A pilot program in a Bronx command should allow for a much better reconstruction of the events leading to the death of two firefighters there Sunday, officials said. However, there was no recording system in Brooklyn where a firefighter died in a separate blaze just hours after the Bronx deaths.
“There’s no question we will be able to reconstruct the Bronx incident much more completely,” Frank Gribbon, the deputy fire commissioner for public information, said Friday. “We will have a better idea of what lessons to learn and what to do next time.” Gribbon said the program would cost “several million” and would be done rapidly by fast-tracking it through the city’s contracting process. The Fire Department was considering such a system after three firefighters died in a fire and explosion on Father’s Day in 2001. Investigators had difficulty piecing together the events during the early minutes of that fire. That difficulty was compounded three months later by the attack on the World Trade Center where several survivors of the Father’s Day fire were killed. The pilot program cost $417,000 and required customizing a system to the department’s needs, said Donald Stanton, the assistant fire commissioner who heads the Bureau of Technology/Data Systems.

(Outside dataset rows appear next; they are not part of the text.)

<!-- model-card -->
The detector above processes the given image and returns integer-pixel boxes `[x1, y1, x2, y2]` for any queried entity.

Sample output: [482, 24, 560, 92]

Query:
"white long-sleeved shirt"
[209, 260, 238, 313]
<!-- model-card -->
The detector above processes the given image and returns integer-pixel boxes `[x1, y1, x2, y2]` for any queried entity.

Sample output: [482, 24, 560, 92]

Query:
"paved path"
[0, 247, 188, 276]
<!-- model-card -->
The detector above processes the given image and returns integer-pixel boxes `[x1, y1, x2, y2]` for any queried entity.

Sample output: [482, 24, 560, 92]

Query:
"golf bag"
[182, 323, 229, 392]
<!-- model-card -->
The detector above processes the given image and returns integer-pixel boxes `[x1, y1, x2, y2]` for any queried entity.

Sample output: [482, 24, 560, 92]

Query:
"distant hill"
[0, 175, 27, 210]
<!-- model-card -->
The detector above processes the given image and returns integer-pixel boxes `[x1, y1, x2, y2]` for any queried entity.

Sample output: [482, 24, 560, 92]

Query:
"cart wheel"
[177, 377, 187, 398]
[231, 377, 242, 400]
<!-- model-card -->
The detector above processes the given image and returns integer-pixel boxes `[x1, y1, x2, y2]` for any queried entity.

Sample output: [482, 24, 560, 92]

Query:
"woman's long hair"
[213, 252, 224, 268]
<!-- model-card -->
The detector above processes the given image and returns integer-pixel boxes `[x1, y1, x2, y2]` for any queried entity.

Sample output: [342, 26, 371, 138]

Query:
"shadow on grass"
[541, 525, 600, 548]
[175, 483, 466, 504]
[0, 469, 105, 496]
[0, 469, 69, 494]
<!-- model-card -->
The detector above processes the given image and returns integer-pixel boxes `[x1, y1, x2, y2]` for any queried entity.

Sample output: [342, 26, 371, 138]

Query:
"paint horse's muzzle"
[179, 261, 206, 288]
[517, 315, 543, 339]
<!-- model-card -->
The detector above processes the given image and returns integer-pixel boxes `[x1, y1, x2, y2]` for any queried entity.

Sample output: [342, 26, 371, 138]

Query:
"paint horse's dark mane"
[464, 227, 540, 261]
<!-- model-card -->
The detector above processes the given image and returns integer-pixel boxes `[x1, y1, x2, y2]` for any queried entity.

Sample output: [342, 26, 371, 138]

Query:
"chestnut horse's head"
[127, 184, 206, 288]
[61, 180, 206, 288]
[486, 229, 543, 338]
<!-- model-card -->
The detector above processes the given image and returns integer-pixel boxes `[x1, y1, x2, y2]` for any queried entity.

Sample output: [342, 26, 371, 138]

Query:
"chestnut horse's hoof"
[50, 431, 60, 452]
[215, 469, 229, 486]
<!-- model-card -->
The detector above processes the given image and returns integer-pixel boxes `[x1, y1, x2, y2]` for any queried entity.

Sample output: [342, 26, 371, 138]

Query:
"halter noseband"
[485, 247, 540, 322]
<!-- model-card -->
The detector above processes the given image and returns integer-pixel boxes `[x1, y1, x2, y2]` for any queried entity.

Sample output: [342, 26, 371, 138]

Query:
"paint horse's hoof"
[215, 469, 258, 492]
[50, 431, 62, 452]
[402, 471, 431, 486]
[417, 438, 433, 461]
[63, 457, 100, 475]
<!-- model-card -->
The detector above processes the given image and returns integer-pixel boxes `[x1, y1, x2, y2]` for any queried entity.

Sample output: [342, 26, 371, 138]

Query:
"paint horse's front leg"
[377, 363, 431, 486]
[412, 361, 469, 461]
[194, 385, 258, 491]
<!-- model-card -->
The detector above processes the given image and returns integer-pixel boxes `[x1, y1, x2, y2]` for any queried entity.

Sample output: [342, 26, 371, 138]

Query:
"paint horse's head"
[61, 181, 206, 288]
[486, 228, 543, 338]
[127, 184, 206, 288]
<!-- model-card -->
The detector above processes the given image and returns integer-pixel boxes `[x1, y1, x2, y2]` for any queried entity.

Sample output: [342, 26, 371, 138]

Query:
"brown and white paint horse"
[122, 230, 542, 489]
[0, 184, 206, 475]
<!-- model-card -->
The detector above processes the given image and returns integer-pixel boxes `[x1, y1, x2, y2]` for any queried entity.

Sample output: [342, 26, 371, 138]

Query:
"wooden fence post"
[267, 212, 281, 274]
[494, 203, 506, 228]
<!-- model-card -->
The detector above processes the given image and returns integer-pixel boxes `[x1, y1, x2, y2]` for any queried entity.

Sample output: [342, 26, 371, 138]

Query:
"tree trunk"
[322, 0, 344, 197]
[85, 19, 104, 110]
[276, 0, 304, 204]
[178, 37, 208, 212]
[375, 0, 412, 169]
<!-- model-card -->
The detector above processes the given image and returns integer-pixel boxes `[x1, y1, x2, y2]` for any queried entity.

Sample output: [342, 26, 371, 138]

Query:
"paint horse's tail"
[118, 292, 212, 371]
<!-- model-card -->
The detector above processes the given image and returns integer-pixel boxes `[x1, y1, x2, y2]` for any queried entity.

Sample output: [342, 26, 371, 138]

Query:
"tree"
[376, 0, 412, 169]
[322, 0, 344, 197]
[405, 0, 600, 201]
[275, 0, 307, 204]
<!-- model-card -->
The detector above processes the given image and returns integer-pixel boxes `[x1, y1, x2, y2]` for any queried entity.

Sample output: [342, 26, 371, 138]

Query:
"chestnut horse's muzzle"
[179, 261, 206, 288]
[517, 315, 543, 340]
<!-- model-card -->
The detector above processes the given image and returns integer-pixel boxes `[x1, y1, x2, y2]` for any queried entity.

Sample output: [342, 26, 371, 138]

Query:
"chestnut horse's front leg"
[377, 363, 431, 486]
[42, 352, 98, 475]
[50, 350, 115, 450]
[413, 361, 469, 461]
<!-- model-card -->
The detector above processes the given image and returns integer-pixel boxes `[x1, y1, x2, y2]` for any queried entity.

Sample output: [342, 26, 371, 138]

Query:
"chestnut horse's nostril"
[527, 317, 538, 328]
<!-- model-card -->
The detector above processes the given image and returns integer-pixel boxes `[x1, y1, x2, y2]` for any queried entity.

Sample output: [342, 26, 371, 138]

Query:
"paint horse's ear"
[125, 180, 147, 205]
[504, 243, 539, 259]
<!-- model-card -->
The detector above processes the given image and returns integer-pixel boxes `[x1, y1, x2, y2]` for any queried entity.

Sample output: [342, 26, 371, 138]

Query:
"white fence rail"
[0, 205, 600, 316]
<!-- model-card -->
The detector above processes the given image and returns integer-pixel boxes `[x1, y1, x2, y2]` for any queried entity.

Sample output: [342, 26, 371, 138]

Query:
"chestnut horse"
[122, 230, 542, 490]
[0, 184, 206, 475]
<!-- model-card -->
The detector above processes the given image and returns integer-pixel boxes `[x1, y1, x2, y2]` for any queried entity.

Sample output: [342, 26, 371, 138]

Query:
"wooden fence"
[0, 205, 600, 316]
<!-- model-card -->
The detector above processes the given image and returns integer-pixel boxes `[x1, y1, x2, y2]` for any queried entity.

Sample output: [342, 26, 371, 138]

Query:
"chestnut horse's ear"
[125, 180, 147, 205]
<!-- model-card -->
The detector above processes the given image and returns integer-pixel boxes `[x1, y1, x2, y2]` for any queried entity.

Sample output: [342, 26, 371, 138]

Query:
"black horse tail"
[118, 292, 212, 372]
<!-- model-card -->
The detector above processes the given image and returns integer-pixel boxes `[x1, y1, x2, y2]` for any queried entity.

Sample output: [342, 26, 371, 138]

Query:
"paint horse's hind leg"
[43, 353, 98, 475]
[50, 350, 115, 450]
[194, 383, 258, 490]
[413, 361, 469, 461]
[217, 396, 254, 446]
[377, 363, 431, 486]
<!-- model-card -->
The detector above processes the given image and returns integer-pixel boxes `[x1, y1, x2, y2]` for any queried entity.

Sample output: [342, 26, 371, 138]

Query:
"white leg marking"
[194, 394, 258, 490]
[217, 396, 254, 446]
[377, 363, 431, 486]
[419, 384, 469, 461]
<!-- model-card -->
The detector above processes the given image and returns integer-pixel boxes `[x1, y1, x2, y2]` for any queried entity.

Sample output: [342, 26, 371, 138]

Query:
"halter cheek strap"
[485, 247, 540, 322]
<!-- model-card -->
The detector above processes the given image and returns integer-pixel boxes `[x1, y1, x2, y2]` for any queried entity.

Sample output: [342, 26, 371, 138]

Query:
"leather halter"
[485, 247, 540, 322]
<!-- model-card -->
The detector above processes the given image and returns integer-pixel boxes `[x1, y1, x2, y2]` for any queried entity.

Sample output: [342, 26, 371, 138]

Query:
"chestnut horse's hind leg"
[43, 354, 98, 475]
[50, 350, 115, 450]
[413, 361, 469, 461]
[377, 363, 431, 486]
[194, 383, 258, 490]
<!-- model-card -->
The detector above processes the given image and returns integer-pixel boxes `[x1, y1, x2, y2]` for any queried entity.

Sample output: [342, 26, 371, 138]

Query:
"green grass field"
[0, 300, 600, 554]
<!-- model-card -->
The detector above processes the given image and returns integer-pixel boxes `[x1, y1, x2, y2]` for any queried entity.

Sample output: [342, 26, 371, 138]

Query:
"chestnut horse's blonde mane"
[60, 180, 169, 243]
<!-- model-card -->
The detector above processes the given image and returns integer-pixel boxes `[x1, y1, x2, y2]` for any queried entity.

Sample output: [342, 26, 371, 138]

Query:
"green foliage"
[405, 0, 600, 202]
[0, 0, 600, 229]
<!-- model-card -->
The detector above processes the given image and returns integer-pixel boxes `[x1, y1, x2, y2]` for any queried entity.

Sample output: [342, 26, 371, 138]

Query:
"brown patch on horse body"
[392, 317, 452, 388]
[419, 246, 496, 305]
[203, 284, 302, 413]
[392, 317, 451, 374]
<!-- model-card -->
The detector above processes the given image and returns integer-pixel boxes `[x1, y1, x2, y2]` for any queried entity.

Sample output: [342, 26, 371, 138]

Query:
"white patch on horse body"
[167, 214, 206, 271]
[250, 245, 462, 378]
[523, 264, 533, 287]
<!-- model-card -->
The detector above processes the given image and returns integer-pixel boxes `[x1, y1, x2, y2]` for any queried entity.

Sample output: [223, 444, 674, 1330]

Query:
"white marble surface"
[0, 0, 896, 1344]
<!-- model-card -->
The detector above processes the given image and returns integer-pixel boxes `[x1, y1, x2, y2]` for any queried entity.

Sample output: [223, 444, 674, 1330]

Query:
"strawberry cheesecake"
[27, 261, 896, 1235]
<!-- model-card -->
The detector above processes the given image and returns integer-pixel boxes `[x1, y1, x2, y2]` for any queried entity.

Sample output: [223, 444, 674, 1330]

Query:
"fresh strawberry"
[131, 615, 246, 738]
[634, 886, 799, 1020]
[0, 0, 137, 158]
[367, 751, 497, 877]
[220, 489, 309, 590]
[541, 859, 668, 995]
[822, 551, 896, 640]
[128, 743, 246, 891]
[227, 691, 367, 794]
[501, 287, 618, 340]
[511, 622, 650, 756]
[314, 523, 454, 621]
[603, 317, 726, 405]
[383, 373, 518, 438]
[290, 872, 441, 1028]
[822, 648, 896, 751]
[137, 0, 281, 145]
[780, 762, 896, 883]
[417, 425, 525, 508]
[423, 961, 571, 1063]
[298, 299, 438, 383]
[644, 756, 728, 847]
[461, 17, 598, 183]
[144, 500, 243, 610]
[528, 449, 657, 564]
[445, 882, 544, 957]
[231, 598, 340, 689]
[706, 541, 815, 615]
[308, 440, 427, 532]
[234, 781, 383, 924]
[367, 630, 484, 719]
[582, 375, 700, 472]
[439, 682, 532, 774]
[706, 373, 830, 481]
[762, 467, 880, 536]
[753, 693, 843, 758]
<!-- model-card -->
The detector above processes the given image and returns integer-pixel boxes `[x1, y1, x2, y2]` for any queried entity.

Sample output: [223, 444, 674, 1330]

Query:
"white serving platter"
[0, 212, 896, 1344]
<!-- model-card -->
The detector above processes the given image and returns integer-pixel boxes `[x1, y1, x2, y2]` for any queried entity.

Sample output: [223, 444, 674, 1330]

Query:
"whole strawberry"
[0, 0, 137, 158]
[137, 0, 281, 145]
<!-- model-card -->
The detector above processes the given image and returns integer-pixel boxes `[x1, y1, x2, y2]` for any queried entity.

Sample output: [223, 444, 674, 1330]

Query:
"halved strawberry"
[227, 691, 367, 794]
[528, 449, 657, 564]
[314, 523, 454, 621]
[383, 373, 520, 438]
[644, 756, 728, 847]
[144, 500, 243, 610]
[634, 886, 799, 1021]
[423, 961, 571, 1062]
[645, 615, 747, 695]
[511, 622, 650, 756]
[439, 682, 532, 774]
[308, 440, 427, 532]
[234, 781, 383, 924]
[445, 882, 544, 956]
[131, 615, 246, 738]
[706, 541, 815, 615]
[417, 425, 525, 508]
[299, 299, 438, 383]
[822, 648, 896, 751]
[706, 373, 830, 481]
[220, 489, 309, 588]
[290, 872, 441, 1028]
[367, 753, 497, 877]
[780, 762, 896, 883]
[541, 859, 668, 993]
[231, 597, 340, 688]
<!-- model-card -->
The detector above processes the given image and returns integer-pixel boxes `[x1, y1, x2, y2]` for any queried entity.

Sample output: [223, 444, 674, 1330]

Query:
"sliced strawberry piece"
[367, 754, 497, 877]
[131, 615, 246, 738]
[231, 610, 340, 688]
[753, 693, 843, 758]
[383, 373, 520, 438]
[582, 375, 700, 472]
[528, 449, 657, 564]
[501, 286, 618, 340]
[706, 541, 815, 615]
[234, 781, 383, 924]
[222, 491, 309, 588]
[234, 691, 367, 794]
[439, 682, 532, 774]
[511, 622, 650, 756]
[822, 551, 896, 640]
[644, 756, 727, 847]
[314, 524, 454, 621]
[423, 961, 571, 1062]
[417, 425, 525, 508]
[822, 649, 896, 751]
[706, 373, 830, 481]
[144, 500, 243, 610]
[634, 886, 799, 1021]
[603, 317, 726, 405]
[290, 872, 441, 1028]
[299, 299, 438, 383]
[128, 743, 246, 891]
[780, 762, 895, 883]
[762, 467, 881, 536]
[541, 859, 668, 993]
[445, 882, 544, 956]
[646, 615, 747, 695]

A computer with eight individual radio receivers was installed in each battalion car in the pilot program, he said. The system is activated as soon as the ignition is engaged and searches out signals on multiple radio frequencies. Transmissions are stored digitally on a chip in an onboard computer then downloaded on a personal computer at battalion headquarters. The information is relayed by computer to Brooklyn headquarters, Stanton said.
The lack of recorded conversations on the fire ground “are the real missing link in any investigation,” said Gordon Routley, a former fire safety investigator who is now director of Firefighter Life Safety Initiatives Program with the National Fallen Firefighters Foundation. “There has been a lot of talk about those who don’t have it and the need to have it.”
Currently, the city’s Fire Department sends a communications truck from the Field Communications Unit to serious fires, second alarms and up, to record Handie-Talkie conversations. Firefighters responded to more than 230,000 non-medical emergencies last year, including 204 second alarms and 52 incidents that were third alarms or higher, according to department records.